The addicting narrative of “Cocaine Bear”
March 9, 2023
A film that explains itself just by its name, “Cocaine Bear” maintains outrageous vibrations throughout the film. Directed by actress and filmmaker Elizabeth Banks, the movie breaks current norms with a simplified plot to portray the bear as the star of the show. “Cocaine Bear” takes a huge risk with a blunt story, but their method pays off with an overall enjoyable experience that audiences will not forget.
The film takes inspiration from a true story from 1985. September 11, 1985, police discovered the dead body of paratrooper Andrew Carter Thorton with 77 pounds of cocaine, thousands of dollars in cash and a bulletproof vest. He died after his parachute failed to open after jumping out of a plane. Before his death, he dropped 75 pounds of cocaine to relieve weight from his aircraft. A 175-pound black bear then discovered the collection, indulged in the pile of cocaine and died from an overdose shortly after. The stuffed body now resides in a mall in Kansas now named Pablo Eskobear. The film then immortalized the bear’s story on the big screen.

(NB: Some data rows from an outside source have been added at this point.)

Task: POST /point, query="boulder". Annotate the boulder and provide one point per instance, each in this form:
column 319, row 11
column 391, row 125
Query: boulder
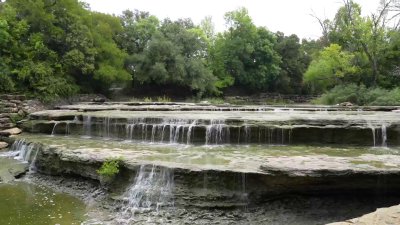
column 11, row 131
column 3, row 145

“I thought it was gonna be more of a comedy horror movie and I honestly thought it was gonna be more gruesome. That’s what I thought about it beforehand. After watching the movie I thought it was one of my favorite films of 2023 so far. It’s one of those movies where you just shut off your brain and you just look at everything happening,” junior Fabio Luis Martinez said.
The film begins with Thorton throwing cocaine out of his airplane before falling to his death. After using real news footage covering the death of Thorton, the movie transitions between various stories. All the stories meet up at Blood Mountain, Georgia while the real story took place in Chattahoochee National Park.

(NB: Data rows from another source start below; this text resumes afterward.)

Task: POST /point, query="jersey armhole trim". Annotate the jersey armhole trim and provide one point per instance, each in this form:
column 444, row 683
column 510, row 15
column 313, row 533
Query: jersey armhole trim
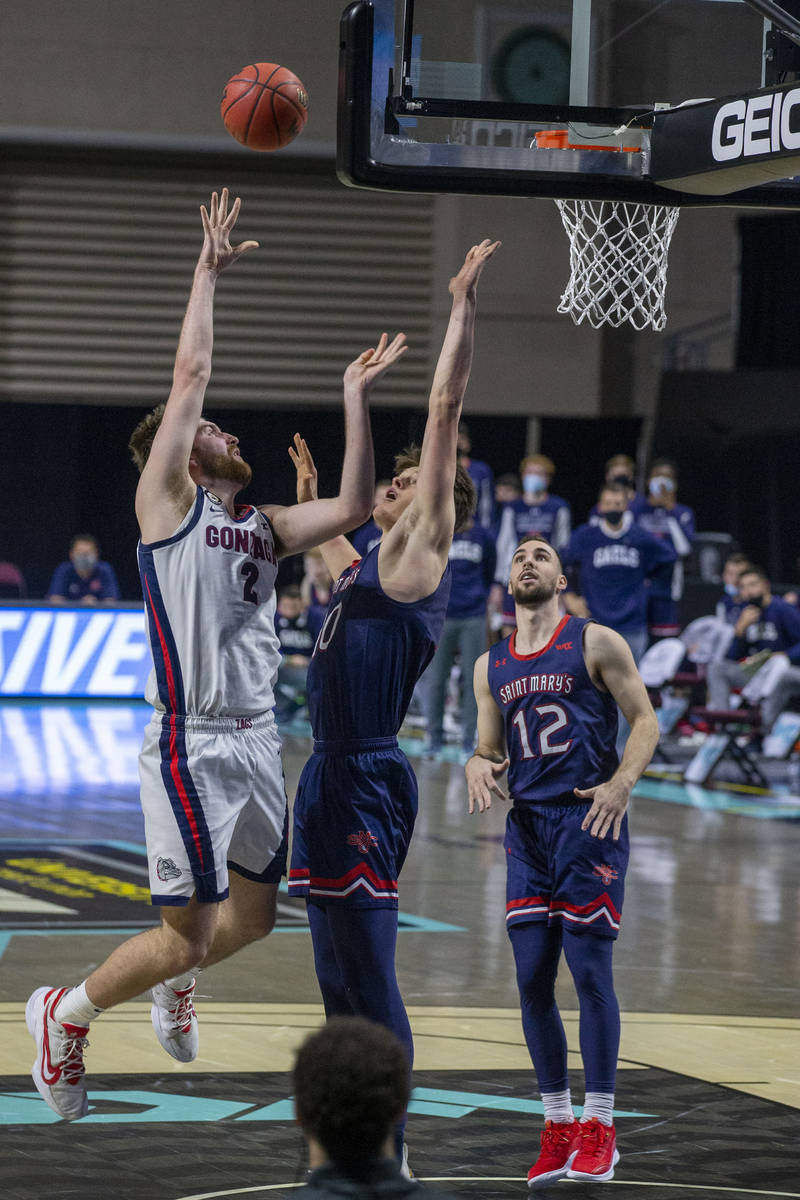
column 182, row 531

Crime drama, family film and gore-fest best describe this movie with an anecdote for each genre. One story follows a single mom chasing her rambunctious 13-year-old daughter, played by Brooklyn Prince, with her friend after they skip school to hike up the mountain, representing the family genre. After the drug traffickers’ cargo dropped into the forest, his boss, Syd, dispatches his son and henchman to recover the millions of dollars of cocaine. That story represents the crime drama with a detective following them into the forest. The last genre, gore-fest, represents the bear itself with gruesome deaths at the hands of a coked-up momma black bear. The movie introduced a couple of characters to kill them off not even 10 minutes later simply. At the end of the film, all three stories and genres combine to create a satisfying ending with the credits showing the aftermath of the traumatic experience.
Unlike other pieces of media that stay in the audience’s minds long after leaving the theater, audiences tend to forget about them due to their lack of deep meaning. The comedy comes from the outrageous situation of a bear under the influence of cocaine. In one scene of the movie, the bear sniffs cocaine off of a dismembered leg similar to the way people would sniff lines of cocaine.
“It wasn’t really a comedy horror, it was more like a comedy, I mean it’s a bear on cocaine. I think cocaine bear did best at making a movie that you don’t really have to think about. I mean, it was a bear on cocaine. Honestly, the CGI was better than ant man. The fact that I really didn’t care for any of the characters made it more fun. The plot was just there but truly the star of the show was the bear,” Martinez said.